Fra l’altro la musica italiana per me è stata una scoperta recente: Battiato ho iniziato a sentirlo tre o quattro anni fa, per dire. Avevo una sorta di pregiudizio: ero convinto non mi piacesse.

E poi, invece?
Era un momento un po’ così: volevo staccarmi dalla musica elettronica da club, che se ci pensi da vent’anni a oggi non è che sia cambiata molto. Credo fosse il 2010, stavo facendo un breve tour come dj in Australia, e una radio mi ha chiesto di coprire un’ora di programma, così ho deciso di preparare al volo un paio di edit di pop italiano: cose tipo “Terra promessa” di Eros Ramazzotti, “Self Control” di Raf, Valerie Dore… Erano edit molto grezzi, fatti sul laptop, in hotel, aspettando che mi venissero a prendere per andare alla radio. Quel tipo di cose che, se le avessi suonate in Italia, non me l’avrebbero mai perdonato: “Ma tanto qui sono in Australia”, mi sono detto, “chi vuoi che se ne accorga”? In realtà se ne sono accorti in molti: l’edit di “Terra promessa” è in assoluto il mio pezzo più ascoltato su SoundCloud…

Ah!
Poi ci sono stati “E adesso la pubblicità” di Claudio Baglioni, e l’edit psycho dub di “Voglio andare a vivere in campagna” di Toto Cutugno. L’intento era sempre lo stesso: volevo fare una cosa ironica, che “sabotasse” sia l’approccio serioso dei dj del giro disco-edit, sia la cattedrale del pop italiano.
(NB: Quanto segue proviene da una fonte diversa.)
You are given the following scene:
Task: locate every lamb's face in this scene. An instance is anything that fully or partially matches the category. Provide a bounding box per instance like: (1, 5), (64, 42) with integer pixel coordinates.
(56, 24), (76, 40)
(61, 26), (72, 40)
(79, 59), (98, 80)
Invece finiva sempre che i commenti erano del tipo: “Ma guarda che bel recupero, ma senti che arrangiamenti raffinati ’sto pezzo”.

Perché erano cose che si muovevano su quella sottilissima linea che separa il ripescaggio colto dal trash…
Difatti erano più “camp” che trash.

Con Cristalli liquidi recuperi il Lucio Battisti di una fase controversa e comunemente considerata “meno nobile” della sua produzione: il suo ultimissimo album, “Hegel”, del 1994.
Ma lì è perché c’era Pasquale Panella, che io considero un genio assoluto…
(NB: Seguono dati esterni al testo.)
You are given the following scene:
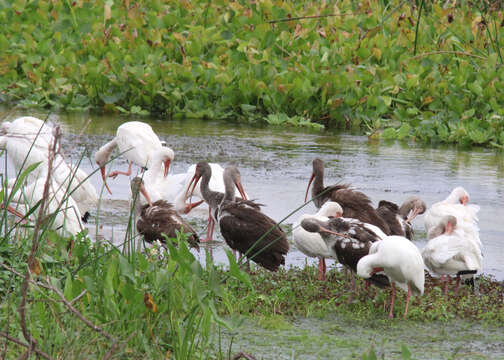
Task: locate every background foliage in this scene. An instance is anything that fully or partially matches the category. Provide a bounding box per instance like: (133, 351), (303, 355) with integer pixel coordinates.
(0, 0), (504, 147)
Torniamo però un attimo al “trash”: a un certo punto tu hai fatto pure una cover della sigla finale italiana di “Atlas Ufo Robot”.
Sì, “Shooting Star”. Quella la registrammo insieme a Rodion. Bear Funk o forse Nang, insomma, una delle etichette inglesi con cui collaboravo all’epoca, mi chiese un pezzo per una loro compilation di sigle televisive rivisitate. Io mi entusiasmai talmente al progetto che registrai “Shooting Star” e anche una versione della sigla della prima stagione di “Visitors”.

“Theme from V”?
Altro pezzo pazzesco: l’autore era Barry De Vorzon, quello della colonna sonora de “I guerrieri della notte”, della sigla di “S.W.A.T.”.

Ma “Shooting Star” l’hai scelta perché eri un fan delle serie tv giapponesi, o perché eri un fan di Vince Tempera e Ares Tavolazzi?
Perché mi piaceva il pezzo! Era strepitoso, si prestava tantissimo a essere trasformato in una roba cosmic. C’era Tavolazzi che faceva delle cose incredibili col fretless. E poi, se pensi che era la sigla per un programma tv per bambini…
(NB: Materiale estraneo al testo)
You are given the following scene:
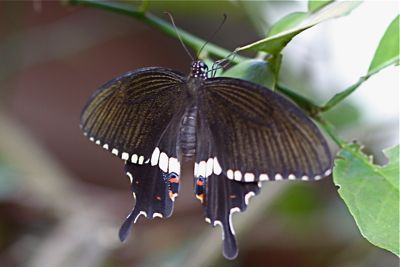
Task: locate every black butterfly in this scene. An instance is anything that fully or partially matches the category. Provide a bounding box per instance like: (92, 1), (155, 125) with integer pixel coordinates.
(81, 61), (332, 259)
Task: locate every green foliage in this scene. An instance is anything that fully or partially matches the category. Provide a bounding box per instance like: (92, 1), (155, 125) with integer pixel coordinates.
(333, 144), (400, 255)
(221, 59), (274, 88)
(237, 1), (360, 54)
(308, 0), (333, 12)
(368, 16), (400, 74)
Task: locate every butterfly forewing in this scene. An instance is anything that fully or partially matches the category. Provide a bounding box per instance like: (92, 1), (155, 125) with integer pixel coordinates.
(199, 78), (332, 182)
(81, 67), (185, 164)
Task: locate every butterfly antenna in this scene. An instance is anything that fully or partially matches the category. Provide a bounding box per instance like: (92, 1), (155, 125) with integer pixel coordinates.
(196, 14), (227, 58)
(164, 12), (194, 61)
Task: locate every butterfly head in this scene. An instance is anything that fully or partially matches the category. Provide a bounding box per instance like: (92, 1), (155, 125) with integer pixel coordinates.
(190, 60), (208, 79)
Voi di vostro avete aggiunto quel crescendo finale alla “Praise You” di Fatboy Slim. Che anno era, il 2000?
No, molto dopo, mi pare il 2008. L’inglese del testo originale era tragicamente maccheronico, e in studio avevamo quasi lo scrupolo di correggerlo, ma alla fine invece no: abbiamo lasciato tutti gli avverbi sbagliati e gli articoli mancanti, in perfetto stile italo disco.

La voce era la tua?
Sì, forse ha cantato qualcosa anche Rodion: comunque irriconoscibili per via del vocoder. All’epoca non ci pensavo neanche lontanamente a cantare.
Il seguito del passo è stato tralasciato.